における相対リスクの推計値(R.R)と、95%信頼区間の下限値(L)と上限値(U)は

R.R=1.34  (L:1.21、U:1.49)

となる。

同様に、表3の事故前後の被患率の推計値で、全国、福島、千葉の被患児数、非被患児数を、表2の児童数から、事故後の相対リスクと信頼区間を求め、表4に示す。

(表4)相対リスクと95%信頼区間の下限と上限
表4より

福島、千葉ではともに、小学校全学年で、相対リスクの下限は1を超えており、「ぜんそく」被患率は原発事故を挟み、有意の上昇を示している。

【考 察】

避難による交絡の検証

福島県の変化は、児童の避難行動による可能性の指摘がある。

1)児童数が減り、分母が小さくなると被患率が上がる

2)換気、空気汚染など、避難生活の悪化

1)について福島県では、事故後の各学年児童数は減少し、回復はみられていない。

仮に「ぜんそく」被患児童だけが、避難に取り残された場合、被患率は1.05~1.20と上昇するが、本推計による相対リスク1.25~1.34よりも小さい。同じ比率で避難した場合、本推計と同じリスクとなる。体が弱いので、積極的に避難した場合は、本推計よりも、さらに高いリスクがあるといえる。

2)について、避難場所の環境、密集した住居、大人との同居による受動喫煙などによる悪化の可能性は考えられる。
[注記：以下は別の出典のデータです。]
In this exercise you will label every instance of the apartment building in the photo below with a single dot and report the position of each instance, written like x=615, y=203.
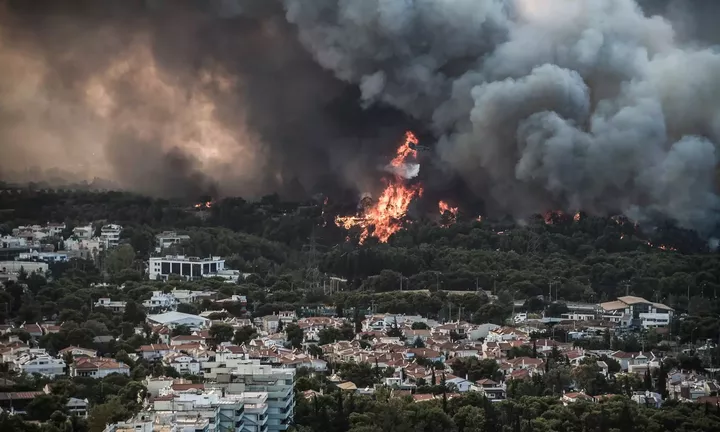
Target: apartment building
x=110, y=235
x=223, y=413
x=278, y=383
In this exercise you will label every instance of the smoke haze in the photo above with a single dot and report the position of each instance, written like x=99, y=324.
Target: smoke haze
x=600, y=105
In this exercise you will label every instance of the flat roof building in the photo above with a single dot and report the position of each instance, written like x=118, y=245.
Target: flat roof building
x=160, y=268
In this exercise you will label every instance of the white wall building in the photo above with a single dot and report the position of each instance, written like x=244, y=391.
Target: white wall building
x=278, y=383
x=115, y=306
x=41, y=364
x=84, y=232
x=110, y=235
x=169, y=238
x=27, y=266
x=187, y=267
x=636, y=311
x=13, y=242
x=161, y=301
x=182, y=363
x=172, y=319
x=222, y=412
x=48, y=257
x=99, y=367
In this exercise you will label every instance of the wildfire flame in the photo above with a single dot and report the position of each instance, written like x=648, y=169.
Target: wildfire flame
x=551, y=216
x=384, y=217
x=444, y=208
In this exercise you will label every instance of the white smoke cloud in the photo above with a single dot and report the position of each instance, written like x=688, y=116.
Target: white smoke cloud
x=584, y=104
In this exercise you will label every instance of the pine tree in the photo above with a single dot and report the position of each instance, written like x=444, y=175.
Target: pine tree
x=358, y=321
x=661, y=385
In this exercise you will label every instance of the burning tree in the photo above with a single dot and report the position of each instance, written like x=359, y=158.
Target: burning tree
x=385, y=216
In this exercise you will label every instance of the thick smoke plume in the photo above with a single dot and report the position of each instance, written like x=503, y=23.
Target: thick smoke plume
x=599, y=105
x=176, y=98
x=578, y=104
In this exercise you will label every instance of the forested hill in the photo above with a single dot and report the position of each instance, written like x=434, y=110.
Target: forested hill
x=588, y=259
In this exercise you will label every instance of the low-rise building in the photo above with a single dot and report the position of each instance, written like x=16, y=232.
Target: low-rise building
x=161, y=301
x=634, y=311
x=174, y=319
x=160, y=268
x=168, y=238
x=107, y=303
x=43, y=364
x=110, y=235
x=98, y=367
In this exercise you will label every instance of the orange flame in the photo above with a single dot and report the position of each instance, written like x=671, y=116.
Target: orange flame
x=384, y=218
x=444, y=208
x=405, y=151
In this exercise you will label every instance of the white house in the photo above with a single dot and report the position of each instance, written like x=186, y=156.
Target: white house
x=161, y=301
x=186, y=267
x=173, y=319
x=83, y=232
x=462, y=384
x=98, y=367
x=41, y=364
x=182, y=363
x=115, y=306
x=636, y=311
x=169, y=238
x=110, y=235
x=154, y=351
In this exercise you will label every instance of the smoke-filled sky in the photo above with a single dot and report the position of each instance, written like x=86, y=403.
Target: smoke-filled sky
x=601, y=105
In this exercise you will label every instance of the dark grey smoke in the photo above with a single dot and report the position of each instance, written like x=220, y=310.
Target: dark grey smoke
x=578, y=104
x=178, y=98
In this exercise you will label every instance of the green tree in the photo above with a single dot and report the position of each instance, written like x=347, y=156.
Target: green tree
x=42, y=406
x=101, y=415
x=221, y=333
x=119, y=259
x=244, y=335
x=181, y=330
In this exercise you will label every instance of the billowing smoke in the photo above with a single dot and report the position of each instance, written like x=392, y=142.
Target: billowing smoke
x=177, y=98
x=578, y=104
x=598, y=105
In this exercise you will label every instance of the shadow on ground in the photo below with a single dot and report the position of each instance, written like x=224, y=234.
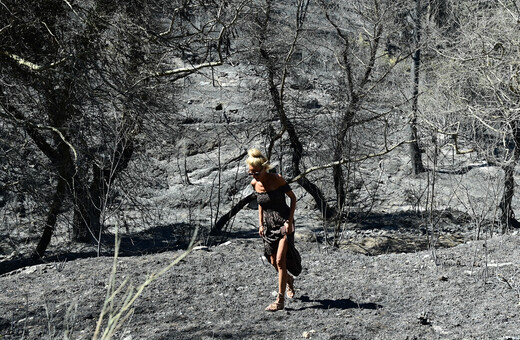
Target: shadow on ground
x=334, y=304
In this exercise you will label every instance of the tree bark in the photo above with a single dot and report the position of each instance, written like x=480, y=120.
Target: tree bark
x=52, y=215
x=415, y=151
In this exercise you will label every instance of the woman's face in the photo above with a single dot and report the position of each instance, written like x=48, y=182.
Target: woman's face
x=256, y=172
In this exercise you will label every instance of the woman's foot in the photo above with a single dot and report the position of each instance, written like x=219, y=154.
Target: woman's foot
x=290, y=287
x=277, y=305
しかし、1)、2)とも避難生活のない千葉県の児童でのリスク上昇は説明できない。

今回、福島原発事故初期の汚染のあった、福島県と千葉県について明らかな「ぜんそく」被患率のリスク上昇を認めた。しかし、他の宮城、岩手、栃木、茨城はこの方法で確認できなかった。今後、健診の生データなどを基に、全体像を明らかにする必要がある。

福島全県、千葉都市部の放射性微粒子の汚染状況

文献的考察

原発事故として、同様の環境放射能汚染を受けたチェルノブイリにおいて、ベラルーシ、ウクライナ、ロシアなどから、事故初期の揮発性ガス状放射性微粒子の影響(IAEA 1992、Antonov 1996、ほかロシア語)、Cs137による子どもの肺機能の低下(Svendsen 2010,2015)など、呼吸器系疾患発生の増加が報告されている。事故後の双葉町と木ノ本町(滋賀県)のアンケート調査(岡山大)では、双葉町の「ぜんそく」のオッズ比は10.1であった。

【結論】

福島および千葉でみられている、学童の呼吸器系の異変は、原発事故による健康影響が否定できず、呼吸機能などの精密な検索による評価を要する。さらに、放射性微粒子による、甲状腺がん以外の肺、呼吸器系の疾患、悪性腫瘍の長期的な観察が必要である。